Comment fixer une sonde sur un kayak : Guide complet pour une installation optimale et sécurisée

L'installation d'une sonde sur un kayak, particulièrement pour la pêche, est une étape cruciale qui nécessite une attention particulière. Un montage adéquat garantit non seulement l'efficacité de votre sondeur mais préserve également l'intégrité de votre embarcation et la précision de vos lectures. Si vous souhaitez installer une sonde, couplée à un sondeur sur votre bateau pour pratiquer la pêche, quelques précautions sont à prendre afin d'assurer un fonctionnement optimal et durable de votre équipement. La fixation d'une sonde ne doit pas être laissée au hasard sur la coque d'un bateau, qu'il s'agisse d'un grand navire ou d'un kayak agile. Chaque détail compte, de l'emplacement précis à l'orientation, en passant par la gestion des câbles et la protection de l'électronique.

Principes fondamentaux de l'installation d'une sonde : Les bases pour tous les bateaux

L'installation d'une sonde, bien qu'adaptée au kayak, repose sur des principes hydrodynamiques et structurels valables pour tout type de bateau. Comprendre ces bases est essentiel pour éviter les erreurs coûteuses et garantir la meilleure performance de votre sondeur.

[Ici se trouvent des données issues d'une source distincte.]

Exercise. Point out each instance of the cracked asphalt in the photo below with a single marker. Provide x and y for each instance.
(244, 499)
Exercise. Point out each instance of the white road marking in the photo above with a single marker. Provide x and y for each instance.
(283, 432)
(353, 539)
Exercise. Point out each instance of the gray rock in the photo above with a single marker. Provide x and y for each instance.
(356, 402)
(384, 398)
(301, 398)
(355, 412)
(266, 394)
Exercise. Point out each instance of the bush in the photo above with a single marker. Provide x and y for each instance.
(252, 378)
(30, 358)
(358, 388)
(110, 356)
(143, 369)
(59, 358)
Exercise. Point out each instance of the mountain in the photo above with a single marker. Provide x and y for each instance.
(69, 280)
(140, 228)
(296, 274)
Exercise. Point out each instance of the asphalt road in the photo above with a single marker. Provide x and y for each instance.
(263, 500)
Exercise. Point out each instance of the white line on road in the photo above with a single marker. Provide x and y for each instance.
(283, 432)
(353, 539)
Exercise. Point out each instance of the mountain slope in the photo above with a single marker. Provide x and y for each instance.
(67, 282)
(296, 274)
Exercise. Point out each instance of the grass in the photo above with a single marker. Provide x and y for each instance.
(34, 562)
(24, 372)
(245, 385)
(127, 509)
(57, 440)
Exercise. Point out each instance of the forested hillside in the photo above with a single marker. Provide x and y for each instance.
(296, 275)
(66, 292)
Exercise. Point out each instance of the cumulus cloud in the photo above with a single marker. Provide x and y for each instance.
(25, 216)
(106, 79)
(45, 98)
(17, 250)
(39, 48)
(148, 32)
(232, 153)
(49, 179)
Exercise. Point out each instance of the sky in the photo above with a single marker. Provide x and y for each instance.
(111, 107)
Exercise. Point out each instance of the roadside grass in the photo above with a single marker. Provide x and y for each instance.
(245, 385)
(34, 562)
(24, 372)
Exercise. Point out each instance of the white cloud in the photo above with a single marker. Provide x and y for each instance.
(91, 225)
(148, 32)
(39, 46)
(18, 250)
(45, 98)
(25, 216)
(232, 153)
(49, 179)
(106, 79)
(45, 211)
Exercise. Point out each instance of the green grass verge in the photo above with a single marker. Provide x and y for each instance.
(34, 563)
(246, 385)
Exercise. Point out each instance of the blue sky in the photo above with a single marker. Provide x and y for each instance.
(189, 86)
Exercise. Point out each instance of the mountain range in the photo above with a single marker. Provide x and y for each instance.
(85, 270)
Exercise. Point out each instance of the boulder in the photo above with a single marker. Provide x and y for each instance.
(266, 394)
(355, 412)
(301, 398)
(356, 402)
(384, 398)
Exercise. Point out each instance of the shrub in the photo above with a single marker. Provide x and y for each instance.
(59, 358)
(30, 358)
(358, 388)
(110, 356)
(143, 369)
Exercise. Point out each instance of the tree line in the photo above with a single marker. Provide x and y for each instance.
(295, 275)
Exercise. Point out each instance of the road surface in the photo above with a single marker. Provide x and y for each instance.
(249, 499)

Préserver l'intégrité de la coque : Éviter le perçage inutile

L'une des premières considérations lors de l'installation de tout équipement sur une embarcation est l'impact sur la coque elle-même. Percer une coque compromet obligatoirement son intégrité et doit être fait le moins souvent possible. Cette règle est d'autant plus pertinente pour un kayak, dont la coque est souvent plus fine et dont l'étanchéité est primordiale pour la sécurité du pagayeur. Chaque perforation crée un point de faiblesse potentiel et une voie d'entrée pour l'eau, ce qui peut avoir des conséquences graves. Ainsi, avant d'envisager de percer, il est impératif d'explorer toutes les alternatives possibles de fixation, telles que les supports existants, les inserts moulés ou les systèmes de montage non invasifs qui évitent toute altération structurelle. La pérennité et la valeur de revente de votre kayak dépendent en partie de la préservation de son état d'origine.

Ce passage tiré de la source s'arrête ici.